Madrugada: La Isla revive su 'noche'

La imagen de Jesús Nazareno enfila la calle Real tras salir de la Iglesia Mayor. Son casi las tres de la madrugada.
La imagen de Jesús Nazareno enfila la calle Real tras salir de la Iglesia Mayor. Son casi las tres de la madrugada.
Arturo Rivera /San Fernando

04 de abril 2010 - 01:00

La madrugada del Viernes Santo comenzó a los sones de la marcha real, pero no de la que interpretó Lágrimas a la mítica salida de Jesús Nazareno, sino la que sonó cuando Tres Caídas llegó al palquillo, poco después de la medianoche. Era la primera vez que la hermandad se disponía a pasar por Carrera Oficial. Y, por ello, lo hizo con todos los honores: el presidente del Consejo de Hermandades se encargó de dar la levantá, tras la que sonó el emblemático himno. El Caído no escatimó en mecíos ni en marchas. Ni en Carrera ni en ningún rincón de su largo recorrido. Era su primera salida y el entusiasmo, la emoción, los nervios y el sentimiento estaban por encima de todo. El público lo notó, lo agradeció y lo respaldó. No tardó mucho en hacer suya la nueva hermandad que procesionó en la noche más larga de toda la Semana Santa.

Una madrugada que enlazó con una magnífica tarde de Jueves Santo y que tuvo su continuidad en la hermandad de San Francisco. El palio de María Santísima de la Esperanza brilló en la oscuridad de la noche con su candelería entera encendida. A pasitos cortos, mecíos suaves y marchas clásicas: de lo mejor de la noche.

El Cristo, sobrio sobre su monte del calvario, fue el contrapunto en una noche de derroches y alardes cofradieros. No pasó desapercibida la presencia de la escolta de guardiamarinas. Todo un detalle que recordó la vinculación histórica de la hermandad con la Armada.

No fue ni el reloj ni las campanadas de la Iglesia Mayor las que anunciaron la salida del Nazareno pasadas las dos de la madrugada. Fue el estrépito de una larguísima ovación que partió de la plaza de la Iglesia y recorrió toda la calle Real. Como siempre, no cabía un alfiler. Desde lejos, desde los palcos de la Carrera Oficial, se adivina la expectación que causa una mítica escena: la del Nazareno que se demora en la rampa de la Iglesia. Una imagen describe lo que fueron estos momentos que La Isla vivió intensa y multitudinariamente: no había un balcón vacío en el hotel Salymar. En todos ellos, había público asomado para presenciar un momento realmente único de la Semana Santa isleña.
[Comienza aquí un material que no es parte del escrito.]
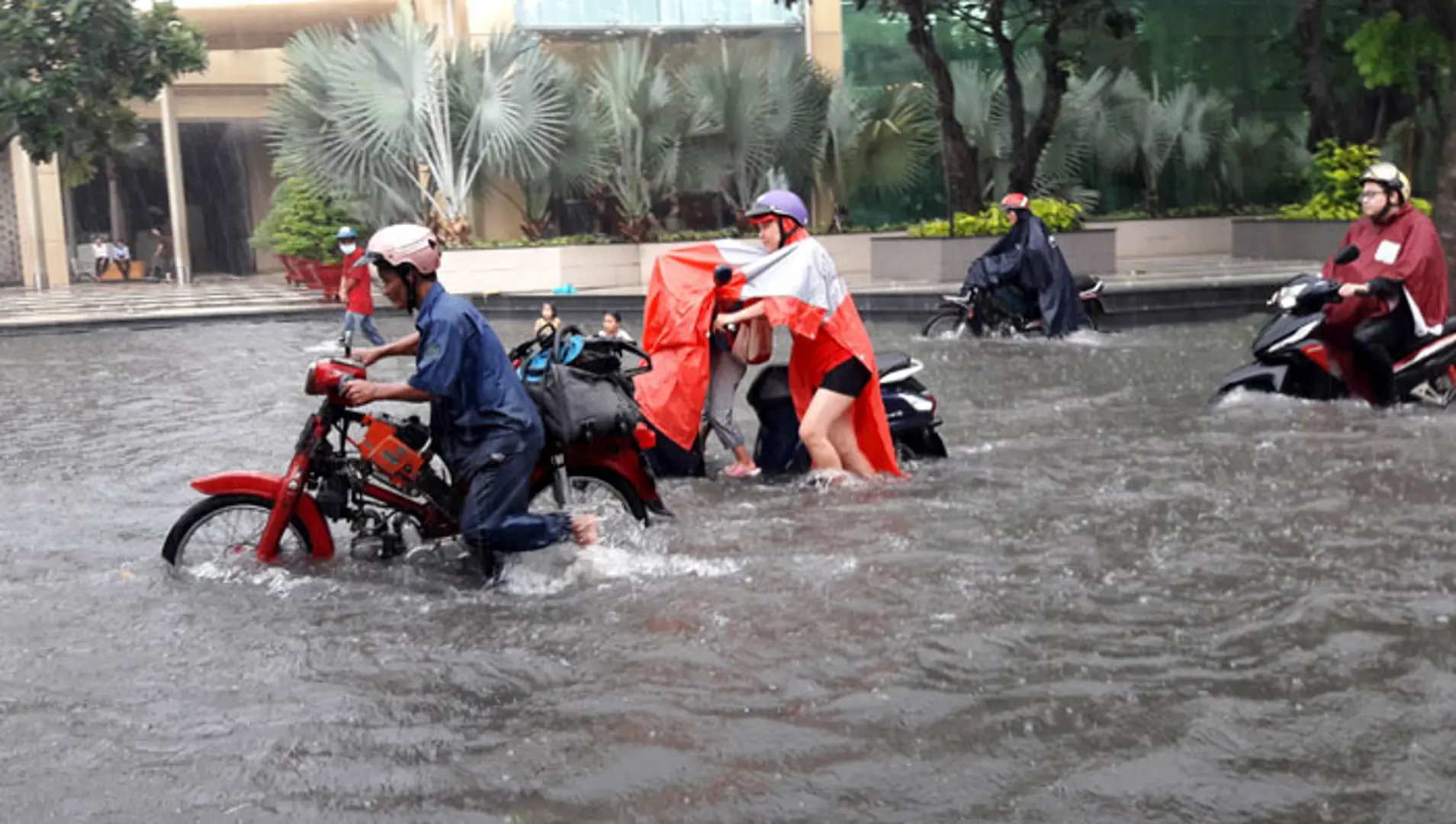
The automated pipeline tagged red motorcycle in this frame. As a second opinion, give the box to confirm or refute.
[162,327,671,566]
La hermandad se tomó su tiempo a la salida. Era tan sólo el comienzo de la madrugada del Viernes Santo, de la llamada Noche del Nazareno, y todavía queda una larga velada por delante para disfrutar de la cofradía. Hasta pasadas las tres, el paso del Nazareno no enfiló la tribuna y la recta final de la Carrera Oficial para dar e l giro en una plaza del Rey, también -por supuesto- completamente llena de gente.

Acompaña al paso del Señor una nutrida escolta de la Policía Nacional, hermana honoraria de la cofradía. También procesiona delante del Señor el alcalde. La banda -Lágrimas- no escatima en marchas procesionales. Resuena la agrupación con toda la potencia de la que es capaz, que es mucha. No paran las marchas. No paran los aplausos.

En esos momentos, el palio de María Santísima de los Dolores estaba en la plaza de la Iglesia. La candelería lucía en todo su esplendor, completamente encendida. No hay viento. Pero hace frío. Es la típica noche del Nazareno.

Le precede en su recorrido -varias calles adelante- la hermandad de las Tres Caídas. En esos momentos en los que el Nazareno enfilaba Las Cortes, la nueva cofradía de la Bazán bajaba por la calle Ancha. Buscaba ya la plaza Sánchez de la Campa para emprender el regreso definitivo hacia su barrio. En Ancha había gente. Incluso había bulla delante de un paso que no escatimó en mecíos, en quietos y en pasos atrás para arrancar los aplausos.